Catalyzing Community-led Solar Development: Escaping the Prisoner's Dilemma by Enabling Cooperative Behavior

Open Access
Author:
Ferster, Bronson P
Graduate Program:
Energy and Mineral Engineering
Degree:
Master of Science
Document Type:
Master Thesis
Date of Defense:
February 15, 2019
Committee Members:
  • Jeffrey Brownson, Thesis Advisor
  • Zhen Lei, Committee Member
  • Gretchen Macht, Committee Member
Keywords:
  • community solar
  • catalyzing
  • game theory
  • cooperative behavior
  • project development
  • onboarding
  • shared solar
  • Prisoner's dilemma
  • repeated games
  • social utility
  • collective action
  • solar
  • photovoltaics
  • PV
  • decision
  • strategy
Abstract:
This work presents an empirically tested method to initiate community solar development by enabling cooperative behavior. Shared solar represents only a fraction of distributed photovoltaic generation despite advantages over other distributed solar models. There is an absence of research investigating how agents decide between the various solar models (e.g. residential; community), and a development framework that addresses the unique characteristics of community solar is needed to increase development. In this work, a non-cooperative game modeled stakeholders’ codependent decision between models of solar development. The non-cooperative game served as the uncatalyzed control experiment where there is not facilitated communication. An experimental “catalyst” for onboarding community solar was evaluated to analyze the influence of facilitated cooperation on project development.

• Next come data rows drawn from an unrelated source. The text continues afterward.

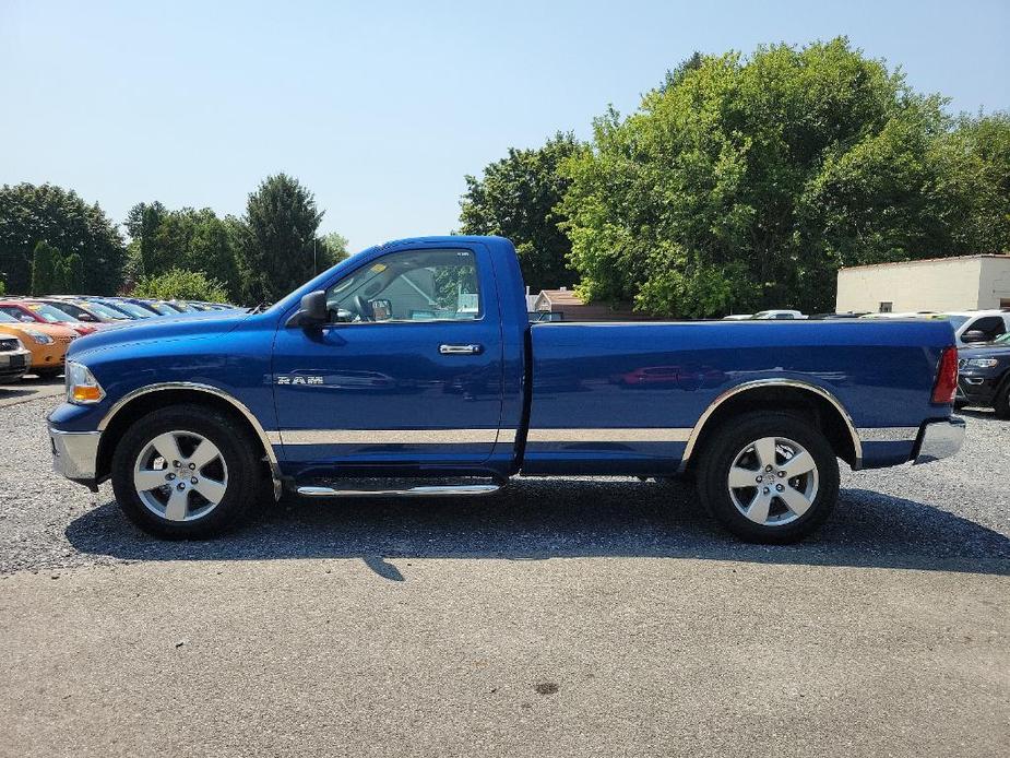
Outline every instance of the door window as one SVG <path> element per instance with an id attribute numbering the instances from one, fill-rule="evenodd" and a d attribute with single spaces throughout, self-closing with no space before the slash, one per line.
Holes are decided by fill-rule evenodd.
<path id="1" fill-rule="evenodd" d="M 407 250 L 358 269 L 326 291 L 331 322 L 475 321 L 483 315 L 471 250 Z"/>

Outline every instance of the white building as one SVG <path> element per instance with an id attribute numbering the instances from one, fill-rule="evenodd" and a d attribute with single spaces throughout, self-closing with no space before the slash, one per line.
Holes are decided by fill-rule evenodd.
<path id="1" fill-rule="evenodd" d="M 839 271 L 839 312 L 1010 308 L 1010 254 L 934 258 Z"/>

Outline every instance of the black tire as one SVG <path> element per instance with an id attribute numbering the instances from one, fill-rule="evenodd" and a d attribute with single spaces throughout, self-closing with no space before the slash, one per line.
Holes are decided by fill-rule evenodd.
<path id="1" fill-rule="evenodd" d="M 144 505 L 134 486 L 133 473 L 138 459 L 156 437 L 169 431 L 194 433 L 205 438 L 216 446 L 226 466 L 226 486 L 219 502 L 207 513 L 192 520 L 170 521 L 155 513 Z M 261 501 L 266 482 L 258 461 L 259 452 L 259 442 L 239 423 L 214 408 L 179 405 L 152 411 L 136 419 L 116 446 L 112 454 L 112 490 L 127 518 L 148 534 L 165 540 L 212 537 L 238 523 L 251 506 Z M 166 472 L 170 472 L 170 469 L 166 469 Z M 187 476 L 189 473 L 179 482 Z M 193 496 L 188 497 L 191 504 Z"/>
<path id="2" fill-rule="evenodd" d="M 783 499 L 776 497 L 774 489 L 768 496 L 772 501 L 770 512 L 777 511 L 777 516 L 772 518 L 783 519 L 783 523 L 776 524 L 758 523 L 748 519 L 734 502 L 728 486 L 730 469 L 738 455 L 742 454 L 747 446 L 767 437 L 781 437 L 795 441 L 806 449 L 816 464 L 813 474 L 817 491 L 809 508 L 798 518 L 788 510 Z M 785 466 L 786 463 L 781 465 Z M 749 466 L 742 467 L 749 469 Z M 756 470 L 756 474 L 767 476 L 760 467 Z M 779 483 L 784 482 L 784 486 L 791 486 L 789 483 L 794 481 L 806 482 L 807 479 L 773 478 L 771 484 L 773 487 L 779 487 Z M 740 540 L 764 544 L 785 544 L 807 536 L 831 514 L 839 497 L 839 462 L 824 435 L 803 417 L 779 412 L 748 413 L 723 422 L 722 427 L 709 438 L 700 452 L 697 485 L 699 497 L 709 512 Z M 758 490 L 756 483 L 756 496 Z M 746 494 L 749 490 L 737 489 L 736 491 Z M 788 518 L 793 520 L 786 522 L 785 519 Z"/>

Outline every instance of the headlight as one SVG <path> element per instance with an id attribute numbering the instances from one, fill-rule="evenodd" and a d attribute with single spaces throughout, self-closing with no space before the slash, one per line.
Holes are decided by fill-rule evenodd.
<path id="1" fill-rule="evenodd" d="M 996 358 L 972 358 L 965 364 L 970 368 L 993 368 L 999 364 Z"/>
<path id="2" fill-rule="evenodd" d="M 40 345 L 51 345 L 52 344 L 52 337 L 49 336 L 48 334 L 36 332 L 34 329 L 25 329 L 24 333 L 27 334 L 33 340 L 35 340 L 35 342 L 37 342 Z"/>
<path id="3" fill-rule="evenodd" d="M 92 405 L 102 402 L 105 398 L 105 390 L 102 389 L 102 384 L 94 375 L 87 370 L 87 366 L 68 360 L 63 376 L 67 378 L 68 403 Z"/>

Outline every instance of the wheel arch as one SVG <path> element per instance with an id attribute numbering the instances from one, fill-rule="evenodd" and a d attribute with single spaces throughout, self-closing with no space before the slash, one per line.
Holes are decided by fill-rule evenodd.
<path id="1" fill-rule="evenodd" d="M 102 481 L 109 475 L 116 442 L 122 438 L 122 433 L 130 424 L 151 411 L 182 403 L 213 407 L 236 419 L 249 433 L 250 441 L 259 443 L 273 479 L 274 496 L 280 495 L 281 472 L 277 457 L 266 431 L 252 411 L 225 390 L 194 382 L 164 382 L 142 387 L 118 400 L 98 424 L 102 437 L 98 443 L 96 478 Z"/>
<path id="2" fill-rule="evenodd" d="M 680 471 L 696 463 L 705 440 L 722 421 L 749 411 L 788 410 L 805 415 L 824 434 L 835 454 L 853 470 L 863 465 L 863 443 L 852 416 L 841 401 L 817 384 L 794 379 L 758 379 L 732 387 L 716 398 L 701 414 L 684 450 Z"/>

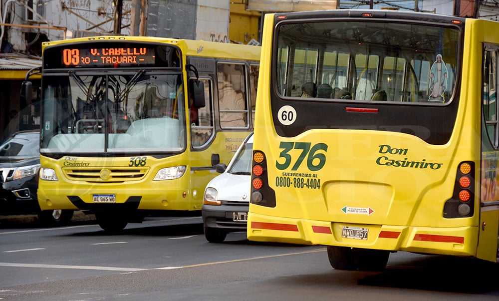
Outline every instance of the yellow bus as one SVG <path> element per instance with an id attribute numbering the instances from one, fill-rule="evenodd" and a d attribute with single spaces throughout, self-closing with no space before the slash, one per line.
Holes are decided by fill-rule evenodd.
<path id="1" fill-rule="evenodd" d="M 499 257 L 499 23 L 337 10 L 266 15 L 248 237 Z"/>
<path id="2" fill-rule="evenodd" d="M 260 47 L 151 37 L 42 44 L 42 210 L 106 231 L 201 215 L 206 184 L 252 130 Z"/>

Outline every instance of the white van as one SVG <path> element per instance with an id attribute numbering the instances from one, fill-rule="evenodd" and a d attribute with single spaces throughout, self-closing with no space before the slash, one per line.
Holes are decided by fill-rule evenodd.
<path id="1" fill-rule="evenodd" d="M 203 198 L 205 237 L 211 243 L 221 243 L 229 232 L 246 231 L 251 187 L 253 133 L 245 140 L 229 166 L 219 164 L 223 173 L 211 180 Z"/>

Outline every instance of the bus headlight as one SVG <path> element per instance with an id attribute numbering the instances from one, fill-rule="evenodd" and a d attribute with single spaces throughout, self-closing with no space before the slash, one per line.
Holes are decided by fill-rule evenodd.
<path id="1" fill-rule="evenodd" d="M 184 175 L 184 173 L 185 172 L 186 167 L 185 166 L 162 168 L 158 171 L 158 173 L 156 174 L 153 181 L 177 179 Z"/>
<path id="2" fill-rule="evenodd" d="M 55 171 L 51 168 L 42 167 L 40 169 L 40 179 L 47 181 L 59 181 Z"/>
<path id="3" fill-rule="evenodd" d="M 205 191 L 205 195 L 203 197 L 203 204 L 205 205 L 222 205 L 222 202 L 217 199 L 218 192 L 217 190 L 212 187 L 208 187 Z"/>
<path id="4" fill-rule="evenodd" d="M 12 175 L 12 179 L 17 180 L 18 179 L 22 179 L 23 178 L 36 175 L 39 168 L 40 164 L 18 167 L 14 170 L 14 173 Z"/>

In the experiment, stakeholders were engaged through demonstrated practices that effectively lead to high-utility cooperative behavior. A cooperative game model was constructed to quantitatively measure the influence of the catalyst. The control non-cooperative game revealed a rational agent preferred a low-utility independent solar strategy to a higher utility cooperative solar strategy (20% difference in normalized welfare). This result emphasized the need for an intra-active force (such as the proposed catalyst) to reach the most economically efficient outcomes, and it established a mechanism that partially explained the broad absence of shared solar. The efforts to facilitate cooperative behavior successfully catalyzed two community-led solar projects in a locale previously void of shared solar. The experimental catalyst was the dominant player for onboarding community solar: it was responsible for 53% of the effective onboarding in the region, and the catalyzed community-led solar projects experienced an increase in onboarding effectiveness by a factor of 2.4 and 2.8. The community solar catalyst can be applied in other locales to overcome barriers inhibiting shared solar development.